AMC vol.6 no.1 Camagüey ene.-feb. 2002

 

ARTÍCULOS ORIGINALES

 

Morbilidad por cáncer de colon y recto

 

Morbility for Colon and rectum cancer

 

 

Dr. Osmery Villafaña Castillo; Dra. Melba Piñeiro González

Hospital Militar Clínico Quirúrgico Docente Octavio de la Concepción y de la Pedraja Camagüey, Cuba.

 

 


RESUMEN

Se realizó un análisis de los expedientes clínicos de todos los pacientes que acudieron al servicio de cirugía general con el diagnóstico clínico, imagenológico, o ambos, de cáncer colorrectal en el período comprendido entre enero 1988 - diciembre 1999. Se incluyeron en el estudio 47 expedientes cuyo diagnóstico de CCR fue confirmado por Histopatología, así como fueron excluidos nueve expedientes por no haber sido confirmado el diagnóstico. El grupo de edad más afectado resultó ser el comprendido entre 63-73 años, con 26 pacientes (55, 31 %), el sexo masculino tuvo la mayor incidencia con 31 pacientes (65, 95 %), el tipo histológico que predominó fue el adenocarcinoma con 39 pacientes (82, 98 %), el estadio tumoral que predominó fue el tipo B2 (Dukes).
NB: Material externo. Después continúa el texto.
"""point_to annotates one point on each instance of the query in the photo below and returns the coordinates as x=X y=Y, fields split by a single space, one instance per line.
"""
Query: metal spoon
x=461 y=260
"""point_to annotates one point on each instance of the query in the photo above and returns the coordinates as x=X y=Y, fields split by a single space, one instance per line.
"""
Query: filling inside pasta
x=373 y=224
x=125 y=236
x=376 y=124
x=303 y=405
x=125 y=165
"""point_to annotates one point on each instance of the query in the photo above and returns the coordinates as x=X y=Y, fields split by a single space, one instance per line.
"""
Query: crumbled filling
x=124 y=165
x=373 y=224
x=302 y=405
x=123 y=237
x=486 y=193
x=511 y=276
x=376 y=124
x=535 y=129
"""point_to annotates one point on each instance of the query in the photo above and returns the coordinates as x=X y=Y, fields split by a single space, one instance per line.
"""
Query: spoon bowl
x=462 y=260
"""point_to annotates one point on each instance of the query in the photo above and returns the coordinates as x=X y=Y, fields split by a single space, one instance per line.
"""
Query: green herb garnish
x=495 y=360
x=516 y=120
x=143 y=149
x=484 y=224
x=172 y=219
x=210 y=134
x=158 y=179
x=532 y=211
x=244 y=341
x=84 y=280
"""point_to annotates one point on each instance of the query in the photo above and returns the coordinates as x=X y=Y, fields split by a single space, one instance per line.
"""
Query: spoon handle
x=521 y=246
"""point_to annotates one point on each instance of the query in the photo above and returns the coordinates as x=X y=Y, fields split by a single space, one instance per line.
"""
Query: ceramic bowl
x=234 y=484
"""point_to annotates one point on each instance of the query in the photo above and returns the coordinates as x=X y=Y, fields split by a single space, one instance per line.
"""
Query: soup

DeCS: NEOPLASMAS DEL COLON/epidemiología; NEOPLASMAS DEL RECTO/epidemiología.


 

ABSTRACT

An analysis was carried out of all clinical registers of patients who assisted to General Surgery Service with the clinical, imaging diagnosis or both of colorrectal cancer within the period from january 1988 to december 1999, 47 registers were included in the study and their diagnosis of CRC were confirmed through histopathology and at the same times nine registers were excluded because the diagnosis has not been confirmed. The most affected age group resulted in 63-73 years with 26 patients (55, 31 %), masculine sex had the higher prevalence with 31 patients (65, 95 %), the histologic type that prevailed was the addenocarcinoma with 39 patients (82, 98 %), the tumoral stating prevailing was that of type B2 (Dukes). Literature related to it was reviewed

DeCS: COLONIC NEOPLASMS/epidemiology; RECTAL NEOPLASMS/epidemiology.


 

 

 

INTRODUCCIÓN

El cáncer colorrectal (CCR) es una de las neoplasias más frecuentes en nuestro medio, es la segunda causa de muerte, solo antecedida por el cáncer de pulmón en el hombre y del carcinoma de mama en la mujer.1 Esta aseveración varía ampliamente en el mundo, ejemplo en EUA se diagnostican 150 000 nuevos casos anualmente; en Nigeria 04 x 100 000 habitantes.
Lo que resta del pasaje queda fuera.